Tiberios hörte aufmerksam zu.
Satis Beschreibung von Kyriakos klang anders, als er sich den Mann vorgestellt hatte. Nach der Beschreibung von Ianitor Aischylos war der einfach ein frecher Erpresser. Und dann noch Lupo – ergo ein Mann, der für Geld alles tat. Daher hatte auch Tiberios angenommen, dass er sich jede Minute, falls er mit ihm sprechen wollte, bezahlen lassen müsste – aber das war nun gleich, denn Tiberios hatte seiner domina versprochen, den Lupanarbesitzer nicht aufzusuchen.
Domina Furia Stella hielt ihn sogar für gefährlich, zumindest hatte sie das angedeutet.
Aber die Welt zu einem besseren Ort machen, das war ein großes Wort. Gut, Kyriakos hatte Straßenjungen aufgenommen. Doch sie hatten auch für ihn anschaffen müssen. Tiberios fragte sich, ob die Geschäfte Kyriakos‘in letzter Zeit gut gelaufen waren. Denn wenn nicht, wäre die Geschichte mit Eireann aus purer Not geboren.
Kyriakos Vorgehen zeigte überhaupt, dass er die römischen Sitten wenig zu kennen schien. Er hätte mehr Geld dafür bekommen, die entflohene Sklavin einfach zu den Furiern zurücktzbringen – Sklavenjäger wurden entlohnt.
Tiberios schob seine Gedanken über diese krude Mischung aus Naivität, Gewalttätigkeit und ab und zu aufblitzende Güte beiseite, darüber musste er in Ruhe nachdenken; jetzt galt seine Aufmerksamkeit seinem zukünftigen Schüler.
„Du warst also schon immer ein Straßenkind und hast ein hartes Leben geführt..“, sagte der junge Alexandriner nachdenklich:
„ Doch deine schlechten Erfahrungen sind nicht in Hass gegen alle umgeschlagen, was für mich bedeutet, dass du von Natur aus einen guten Charakter hast, dominus Sati.
In der jetzigen Situation nach dem Brand ist es vielleicht gut, dass dein ehemaliger Chef nicht für dich sorgen muss, sondern dass du ein eigenes Auskommen findest. Vielleicht kannst du deinen früheren Kameraden sogar jetzt besser helfen als früher.“
Tiberios lächelte etwas grimmig, aber sein Blick wurde düster:
„ Wie du Kyriakos beschreibst, dass klingt fast nach Terpander. Nein, erschrick nicht, ich glaube mit Terpander ist alles komplizierter als es im Moment erscheinen mag.

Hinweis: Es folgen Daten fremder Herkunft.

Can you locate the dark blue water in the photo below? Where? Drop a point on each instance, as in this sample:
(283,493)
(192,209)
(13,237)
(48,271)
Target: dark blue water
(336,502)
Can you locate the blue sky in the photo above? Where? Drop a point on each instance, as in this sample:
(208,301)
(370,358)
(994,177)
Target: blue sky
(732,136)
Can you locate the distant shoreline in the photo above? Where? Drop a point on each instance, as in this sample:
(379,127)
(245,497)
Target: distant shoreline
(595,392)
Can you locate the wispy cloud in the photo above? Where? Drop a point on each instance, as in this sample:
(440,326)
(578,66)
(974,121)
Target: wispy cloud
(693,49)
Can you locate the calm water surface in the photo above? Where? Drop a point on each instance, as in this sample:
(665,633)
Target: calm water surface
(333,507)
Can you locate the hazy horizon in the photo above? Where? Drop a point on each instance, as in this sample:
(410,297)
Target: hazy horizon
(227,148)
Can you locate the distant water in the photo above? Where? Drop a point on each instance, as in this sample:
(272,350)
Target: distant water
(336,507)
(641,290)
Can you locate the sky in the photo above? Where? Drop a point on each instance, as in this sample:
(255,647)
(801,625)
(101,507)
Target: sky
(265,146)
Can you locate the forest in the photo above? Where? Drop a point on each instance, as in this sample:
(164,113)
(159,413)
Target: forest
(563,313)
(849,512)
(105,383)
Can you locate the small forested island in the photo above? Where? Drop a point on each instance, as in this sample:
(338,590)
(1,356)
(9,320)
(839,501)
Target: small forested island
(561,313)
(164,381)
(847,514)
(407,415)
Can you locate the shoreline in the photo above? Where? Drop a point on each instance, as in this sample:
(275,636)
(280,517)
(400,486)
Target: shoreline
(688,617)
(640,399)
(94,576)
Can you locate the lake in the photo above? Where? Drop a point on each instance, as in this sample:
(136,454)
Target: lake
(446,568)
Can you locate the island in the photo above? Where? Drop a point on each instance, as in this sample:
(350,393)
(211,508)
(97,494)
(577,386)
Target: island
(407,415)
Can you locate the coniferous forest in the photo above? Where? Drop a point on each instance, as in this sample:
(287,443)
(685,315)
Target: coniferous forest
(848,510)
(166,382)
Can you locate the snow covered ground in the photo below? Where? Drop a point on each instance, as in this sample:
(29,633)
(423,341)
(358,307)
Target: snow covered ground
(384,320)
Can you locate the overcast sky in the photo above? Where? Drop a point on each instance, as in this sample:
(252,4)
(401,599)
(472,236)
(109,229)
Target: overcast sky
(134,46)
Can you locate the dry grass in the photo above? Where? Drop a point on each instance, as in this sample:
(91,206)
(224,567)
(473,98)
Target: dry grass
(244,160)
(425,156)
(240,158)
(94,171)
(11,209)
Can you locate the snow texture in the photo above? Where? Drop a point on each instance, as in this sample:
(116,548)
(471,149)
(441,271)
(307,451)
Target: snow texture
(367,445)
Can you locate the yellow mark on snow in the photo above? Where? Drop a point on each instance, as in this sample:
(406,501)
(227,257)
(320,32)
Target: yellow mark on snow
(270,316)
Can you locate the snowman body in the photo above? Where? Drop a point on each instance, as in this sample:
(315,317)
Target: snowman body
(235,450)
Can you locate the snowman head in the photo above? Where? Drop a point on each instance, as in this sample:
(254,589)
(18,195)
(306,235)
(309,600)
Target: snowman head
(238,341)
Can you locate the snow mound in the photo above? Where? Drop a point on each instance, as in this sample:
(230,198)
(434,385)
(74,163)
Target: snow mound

Als wir uns das erste Mal getroffen haben, hat er zwar auch versucht, mich auf seine Weise zu bilden – du weißt schon, durch einen Schrecken.
Doch ansonsten war er sehr lieb zu mir, er hat mich sogar in den Arm genommen, um mich zu trösten, )*
Sein verändertes Verhalten gilt nicht nur dir persönlich dominus Sati. Terpander scheint niemanden mehr zu mögen bis auf die domini Sato und Lurco. Mir hat er gesagt, die Erynnien verfolgen ihn. Das verändert einen Mann, ganz sicher. Ich hoffe sehr, dominus Lurco bekommt heraus, wie er ihm helfen kann“
Tiberios seufzte:
„Ich weiß , dass das für dich schwierig ist, weil ihr im gleichen Haushalt lebt, doch lass dich bitte nicht allzu sehr von Terpander einschüchtern. Er ist gerade nicht er selbst. Sein Gerede, dass man nur aus Angst lernt – er war dominus Scatos Lehrer, meinst du denn, aus dominus Scato wäre so ein guter, großherziger Herr geworden, wenn man ihn als Kind nur gequält hätte?“
Tiberios Stimme klang weich, wie immer wenn er Scato erwähnte, dann schüttelte er den Kopf, um trübe Gedanken zu verscheuchen:
„Wenn wir später noch Zeit haben, denn ich glaube , die domini haben nur Mittagspause, zeige ich dir, wie man mit einem Teller Mehl Buchstaben lernen kann.
Ich bin mir übrigens sicher, du hast ein ausgezeichnetes Gedächtnis; viele Menschen, die nicht lesen und schreiben können, haben das.
Ich hoffe, du wirst Spaß haben – es ist eine ziemliche Schweinerei.“,
er lachte und legte Sati ganz leicht die Hand auf die Schulter.